The hope given by the existence of this precedent was rekindled when some of the hundreds of thousands of demobilized soldiers and officers of the American Expeditionary Force (AEF), who were mainly based in France, indicated their readiness to serve, even under a foreign flag. It did not only affect Poland.
Among the important factors, it is also worth mentioning that as a consequence of the partitions, a significant group of Polish officers served in the armies of other states, which obviously influenced organization of the Polish army after over a century of occupation. In November and December 1918, the cadre of officers, at first derived from the Polish Legions of Józef Piłsudski, began to fill with Poles who, lacking other opportunities, had trained and become officers in the Austro-Hungarian, Russian, or to a lesser extent German armies. One can assume that in the Polish Army there was a conducive atmosphere for the transfer of officers and soldiers from other armies.
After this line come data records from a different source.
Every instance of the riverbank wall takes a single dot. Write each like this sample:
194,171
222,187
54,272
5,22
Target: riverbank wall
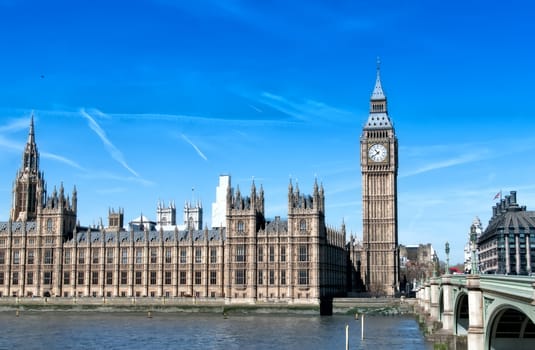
350,306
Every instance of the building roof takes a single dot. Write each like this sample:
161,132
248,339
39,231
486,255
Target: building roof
509,217
150,236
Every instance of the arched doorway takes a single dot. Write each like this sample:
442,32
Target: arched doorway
511,329
461,315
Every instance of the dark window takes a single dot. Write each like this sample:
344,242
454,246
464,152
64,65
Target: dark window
260,254
240,253
16,257
198,255
124,256
31,257
109,256
240,277
303,277
213,277
139,255
81,256
94,277
29,278
95,254
213,255
303,253
167,277
47,277
80,277
124,277
49,257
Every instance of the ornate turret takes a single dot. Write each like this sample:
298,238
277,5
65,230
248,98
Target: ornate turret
29,186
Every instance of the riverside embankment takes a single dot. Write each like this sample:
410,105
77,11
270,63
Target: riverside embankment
348,306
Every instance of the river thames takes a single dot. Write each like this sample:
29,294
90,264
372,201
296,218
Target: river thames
118,330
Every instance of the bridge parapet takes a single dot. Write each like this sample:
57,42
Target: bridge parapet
516,287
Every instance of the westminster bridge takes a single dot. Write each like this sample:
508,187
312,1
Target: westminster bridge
491,311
We already mentioned here the consistent threat to the Republic, prevalent from the very beginning of its independent existence. Polish politicians and the military thought that a foreign military contingent would have a restraining influence on the appetites of both her large and small neighbors. On the assumptions made above, Ignacy Jan Paderewski, a few days after the signing of the armistice in November 1918, asked the American Secretary of War Newton D. Baker for permission to discharge all soldiers and officers of Polish extraction from the American Army to enable them to serve in the Polish Army. According to various estimates—independently of Haller’s army, which was not a part of the American Armed Forces—there were approximately 200,000–230,000 officers and soldiers “of Polish extraction” who were serving under the Star Spangled Banner. It needs to be stressed that in the aforementioned appeal to Baker, Paderewski was only concerned with Polish “resident aliens,” excluding American citizens. Baker, who had been considered a friend to Poland, refused, fearing that the officers and soldiers would serve a nationalistic cause, which he suspected Poland of propagating. This argument managed to convince Wilson, thanks to which the project failed.